Now don’t get me wrong. These aren’t always easy to access. They’re being cut too. There’s definitely lots of paperwork and meetings. So do use organisations like Disability Rights UK for support.

It’s worth the stress and effort to get financially stable. In the long run its best.

If you are able to work, there’s other funding streams like Access to Work. This covers the expenses of travelling to and being at work. Also some employers aren’t so accessible. Ignore them. There’s plenty of businesses actively seeking disabled employees now. Try the disability friendly jobs board Evenbreak for example.

There’s no reason why most disabled people can’t work. Even part time and/or from home. We just need to protect the government funding and encourage inclusive businesses to see our talents.

I’ve worked Monday to Friday, 9-5, in London. I now work remotely from home and around the world. I’m a blogger, author, a CEO of Disability Horizons, and consultant. Work is fun and keeps me financially independent.

8. Relationships

RelationshipsI’ve got in trouble for blogging about past sexual relationships. So I’m going to keep this general ?

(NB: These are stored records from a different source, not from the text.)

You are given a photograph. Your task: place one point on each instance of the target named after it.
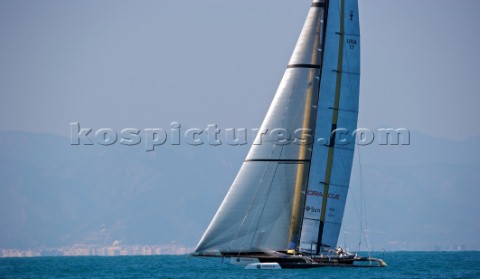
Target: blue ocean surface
(400, 265)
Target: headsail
(336, 120)
(264, 210)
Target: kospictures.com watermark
(213, 135)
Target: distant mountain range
(54, 194)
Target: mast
(337, 118)
(264, 207)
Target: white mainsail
(279, 199)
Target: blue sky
(144, 64)
(122, 64)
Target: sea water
(400, 265)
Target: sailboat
(285, 207)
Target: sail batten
(292, 179)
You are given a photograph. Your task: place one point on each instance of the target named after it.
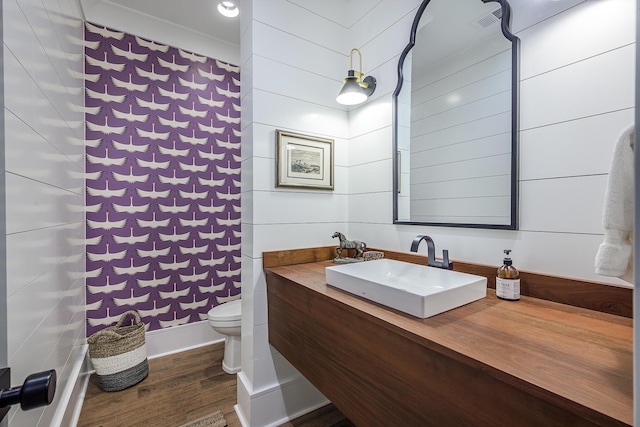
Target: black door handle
(36, 391)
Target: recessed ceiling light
(228, 9)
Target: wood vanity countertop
(577, 359)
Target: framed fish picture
(303, 161)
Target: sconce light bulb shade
(228, 9)
(351, 93)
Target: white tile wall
(44, 177)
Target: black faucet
(431, 253)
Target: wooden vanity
(489, 363)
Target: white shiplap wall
(44, 176)
(577, 86)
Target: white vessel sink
(414, 289)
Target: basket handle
(126, 314)
(104, 335)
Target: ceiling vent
(487, 20)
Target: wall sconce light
(356, 91)
(228, 9)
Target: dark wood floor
(180, 388)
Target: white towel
(615, 254)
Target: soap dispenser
(508, 280)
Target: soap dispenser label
(508, 288)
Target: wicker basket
(119, 354)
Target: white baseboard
(163, 342)
(68, 410)
(278, 404)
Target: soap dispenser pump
(508, 280)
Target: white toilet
(225, 319)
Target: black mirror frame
(515, 119)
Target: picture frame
(304, 161)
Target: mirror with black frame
(456, 117)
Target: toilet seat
(226, 312)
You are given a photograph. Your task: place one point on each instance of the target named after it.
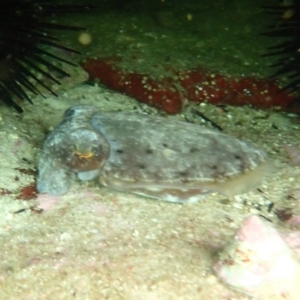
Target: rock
(259, 263)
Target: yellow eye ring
(84, 155)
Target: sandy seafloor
(94, 243)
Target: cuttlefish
(147, 155)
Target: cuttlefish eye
(85, 150)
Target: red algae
(197, 85)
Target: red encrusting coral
(196, 85)
(28, 192)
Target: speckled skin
(146, 155)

Like with work, there’s no reason disabled people can’t find love and have great sex. But the fact drunk members of the public ask me if I can ‘shag’, shows we have a way to go.

Also like with employment, anyone you meet who is not able to love you or be with a disabled person, definitely isn’t ‘the one’. But after running Disability Horizons for 6 years, I know of so many disabled people doing just fine in that arena.

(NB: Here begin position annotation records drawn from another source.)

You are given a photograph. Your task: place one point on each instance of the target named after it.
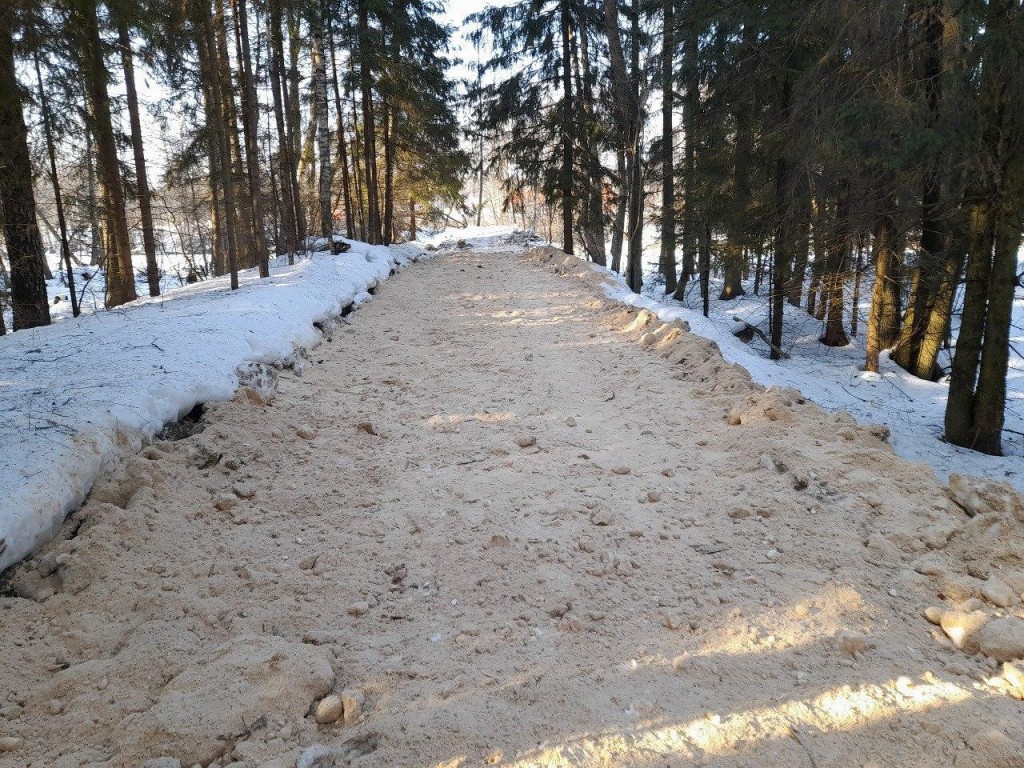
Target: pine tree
(17, 206)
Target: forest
(804, 146)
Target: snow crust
(913, 410)
(77, 393)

Simply be yourself. Enjoy life. Get out on the dating scene. Don’t let dating success define you though. And trust the universe to do the rest.

9. Great experiences

 Great experiencesI love music, football and travel.

I’ve been to pub gigs, arenas, stadiums and festivals to see my favourite bands. I’ve seen Cambridge United (local team growing up), my beloved Tottenham, and England play football in many locations. I’ve visited the USA, Australia, Japan and travelled around Europe many times.

With the right planning, confidence, acceptance that things will go wrong, and passion. All leisure activities are possible.

I’ve even flown a plane, SCUBA dived, gone skiing, Husky Dog Sledged, gone in a hot air balloon, and lots more for my accessible travel adventures.

That’s me in the above image on a mountain trekker!

10. Learning. Forever

Learning. ForeverWe all think that education stops when we jump off that train. Whether at 16, 18, 21 or soon after. Most people go to work and stop learning.

For me a fulfilled life comes from having new experiences, constantly learning, and always contributing. In the above tips I do all 3 – experience, learn and contribute.

Learning must be nurtured. I read a variety of blogs and books. I listen to a variety of podcasts and audio books. I watch a variety of Amazon Prime and Youtube videos.

Every bit of information provides me with new insights, ideas for new experiences, and ultimately an ability to give more back to the world. It’s an awesome circle.

Summary

Being a kick-ass disabled person is a silly, subjective statement. You are unique. Disabled or not. Plus disability shouldn’t define people, but it certainly impacts.

By ensuring you are independent with choice and control. By ensuring the world keeps getting more inclusive and accessible. By ensuring you have new experiences, new insights, and contribute with your unique talents. Well, we’ll all be better off for it.

Cheesy but true closing comment – Live your dream. It’s all in your head and in your hands. Good luck soldier!